Its going to be a hard case, this one. I have doubts that the patient and his wife are really going to realize the importance of doing things the natural way. I fear that I might not be able to help them since the patient is still in a state of denial, while the wife is leaning towards chemotherapy. But after the 10 sessions of radiotherapy and the lost hair, isn't it enough to show the wife that her husband might not be able to withstand chemotherapy.
I saw using the SCIO that he's in a lot of stress, not only because of the cancer but more because of the financial difficulties now and waht lies ahead, with the chemotherapy drugs which will cost more than 100,000 for them ($2000) each session.
I hope I can help them at least for the time being.

Saturday, February 03, 2007

Genes and then some

I have seen a lot of my patients who have done chemotherapy, radiotherapy or both. But almost all of them somehow will ultimately fail or failed to finish the course because of poor tolerance to the side effects or tumor doesn't respond or even becomes bigger.
Recently, more and more research have come out about the importance of doing genetic profiling of the tumor to get an overall picture of the prognosis as well as which chemotherapeutic agents willl be effective.

I wish that we here in the Philippines, will adopt that and spare patients from trial and error. Though I know that this will be unlikely in the near future since, all medical expenses will be paid by the patients.

Sad to say, our medical insurance in the Philippines, deliberately or not, excluded cancer for coverage and left people to spend a preposterous amount on chemotherapy. And adding insult would be that chemotherapy drug or drugs will eventually go to waste since the patients will not finish a course. Leaving the patient in pain, frustration and disgust to their fate.

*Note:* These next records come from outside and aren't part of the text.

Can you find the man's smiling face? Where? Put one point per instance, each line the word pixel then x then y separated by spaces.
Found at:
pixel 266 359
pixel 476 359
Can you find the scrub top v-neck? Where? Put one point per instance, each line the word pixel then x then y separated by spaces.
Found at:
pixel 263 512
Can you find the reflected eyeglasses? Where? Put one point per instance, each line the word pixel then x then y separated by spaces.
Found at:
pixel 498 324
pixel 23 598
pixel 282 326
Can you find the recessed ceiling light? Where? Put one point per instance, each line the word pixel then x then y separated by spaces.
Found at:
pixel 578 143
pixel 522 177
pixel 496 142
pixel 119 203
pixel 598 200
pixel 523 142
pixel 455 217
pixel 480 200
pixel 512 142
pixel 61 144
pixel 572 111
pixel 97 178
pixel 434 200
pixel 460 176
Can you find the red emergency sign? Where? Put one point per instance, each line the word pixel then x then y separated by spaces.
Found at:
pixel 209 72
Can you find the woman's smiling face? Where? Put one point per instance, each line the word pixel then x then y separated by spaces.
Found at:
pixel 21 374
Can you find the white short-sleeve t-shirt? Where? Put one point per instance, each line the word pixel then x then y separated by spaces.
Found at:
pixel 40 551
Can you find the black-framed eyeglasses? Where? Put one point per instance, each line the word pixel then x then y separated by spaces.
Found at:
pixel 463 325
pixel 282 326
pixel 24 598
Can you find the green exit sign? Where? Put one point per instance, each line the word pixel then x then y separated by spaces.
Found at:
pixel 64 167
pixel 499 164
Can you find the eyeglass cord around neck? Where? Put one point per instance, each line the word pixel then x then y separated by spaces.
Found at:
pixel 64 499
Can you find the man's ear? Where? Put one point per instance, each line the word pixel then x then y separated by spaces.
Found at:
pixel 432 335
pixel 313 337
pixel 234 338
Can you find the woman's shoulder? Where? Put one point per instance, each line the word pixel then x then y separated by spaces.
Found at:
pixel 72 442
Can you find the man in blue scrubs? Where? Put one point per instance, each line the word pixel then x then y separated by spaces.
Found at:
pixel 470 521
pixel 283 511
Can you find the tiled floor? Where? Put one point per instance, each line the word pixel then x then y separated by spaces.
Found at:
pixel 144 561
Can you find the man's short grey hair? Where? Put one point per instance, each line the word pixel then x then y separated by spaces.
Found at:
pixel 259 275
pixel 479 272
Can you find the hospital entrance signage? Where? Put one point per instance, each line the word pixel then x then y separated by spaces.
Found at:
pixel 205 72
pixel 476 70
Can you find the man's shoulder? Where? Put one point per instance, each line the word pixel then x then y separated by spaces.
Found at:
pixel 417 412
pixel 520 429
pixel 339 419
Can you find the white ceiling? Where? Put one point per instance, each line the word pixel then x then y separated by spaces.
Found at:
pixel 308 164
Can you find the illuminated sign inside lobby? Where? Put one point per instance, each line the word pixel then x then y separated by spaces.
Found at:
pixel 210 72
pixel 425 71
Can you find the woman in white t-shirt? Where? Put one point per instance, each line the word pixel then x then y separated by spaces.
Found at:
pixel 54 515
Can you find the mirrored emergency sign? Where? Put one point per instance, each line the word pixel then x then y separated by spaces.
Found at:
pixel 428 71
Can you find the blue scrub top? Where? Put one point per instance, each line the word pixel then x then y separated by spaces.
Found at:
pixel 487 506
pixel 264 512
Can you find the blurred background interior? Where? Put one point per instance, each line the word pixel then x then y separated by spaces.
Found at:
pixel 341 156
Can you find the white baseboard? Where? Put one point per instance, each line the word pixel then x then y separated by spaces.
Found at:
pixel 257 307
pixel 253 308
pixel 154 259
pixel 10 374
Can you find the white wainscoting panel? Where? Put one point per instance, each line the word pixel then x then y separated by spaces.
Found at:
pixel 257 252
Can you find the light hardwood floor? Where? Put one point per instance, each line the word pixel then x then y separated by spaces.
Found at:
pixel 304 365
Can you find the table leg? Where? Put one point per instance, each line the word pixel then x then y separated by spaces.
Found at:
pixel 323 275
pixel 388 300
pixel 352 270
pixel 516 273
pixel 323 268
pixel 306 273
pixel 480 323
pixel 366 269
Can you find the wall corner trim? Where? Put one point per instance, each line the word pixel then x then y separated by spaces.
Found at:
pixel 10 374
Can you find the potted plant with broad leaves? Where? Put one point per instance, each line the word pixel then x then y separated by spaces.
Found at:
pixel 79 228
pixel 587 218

Thursday, February 01, 2007


I can't seem to sleep these past few days. I keep thinking of my past and present patients who I am and have taken care of. It seems that I am rationalizing things that are already been done or things that were inevitable.

Weird, maybe my subconscious is tryng to tell me something!!! I have to know what is it soon, or I go crazy. I can't stop thinking especially of a new patient with lung cancer with metastasis to the brain, that is going to be a bit more difficult. I hope I can help him fast!